Background

A huge volume of somatic mutations have been generated through large cancer genome sequencing projects such as The Cancer Genome Atlas (TCGA) and the International Cancer Genome Consortium (ICGC). However, understanding the functional consequences of somatic mutations in cancer and translating the results into clinical use remains a major challenge in cancer genomic studies.
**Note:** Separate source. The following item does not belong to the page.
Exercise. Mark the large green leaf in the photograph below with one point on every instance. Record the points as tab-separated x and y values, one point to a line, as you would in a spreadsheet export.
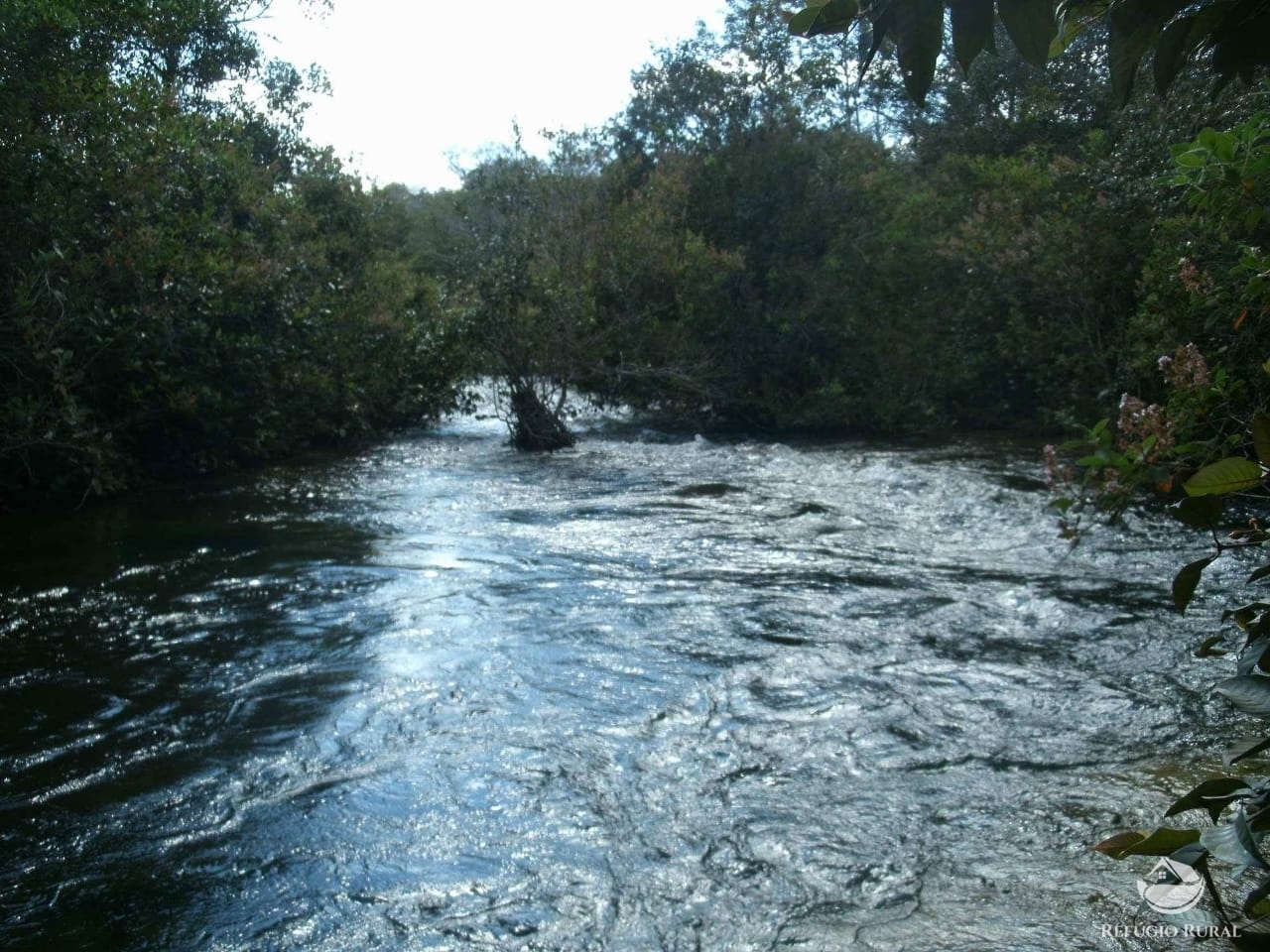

Thanks to the rapid development of structural genomic technologies, such as X-ray and NMR, large amounts of protein structure data have been generated during the past decade, which enables us to map somatic mutations to protein functional features (i.e., protein-ligand binding sites) and investigate their potential impacts[1, 2].

Materials and methods

In this study, we developed SGDriver, a structural genomics-based approach that incorporates protein-ligand binding sites information into the somatic missense mutation data to help understand the pathophysiological role of variations and prioritize putative druggable mutations using a Bayes inference statistical framework. We applied SGDriver to 746,631 missense mutations across 16 major cancer types from TCGA.

Results

We found 251 genes enriched with ligand binding site mutations in their protein products with false discovery rate less than 0.05, including 43 Cancer Gene Census (CGC) genes. Furthermore, drug-gene network analysis identifies ~100 druggable anticancer targets using the data from DrugBank, Therapeutics Target Database, and PharmGKB databases. Finally, bioinformatics analysis using Connectivity Map data identified several existing drugs that may be potentially repurposed for precision cancer therapy by targeting cancer driver gene products identified by our SGDriver method. In summary, this study provides a novel computational approach to identify new druggable mutations for precision cancer medicine.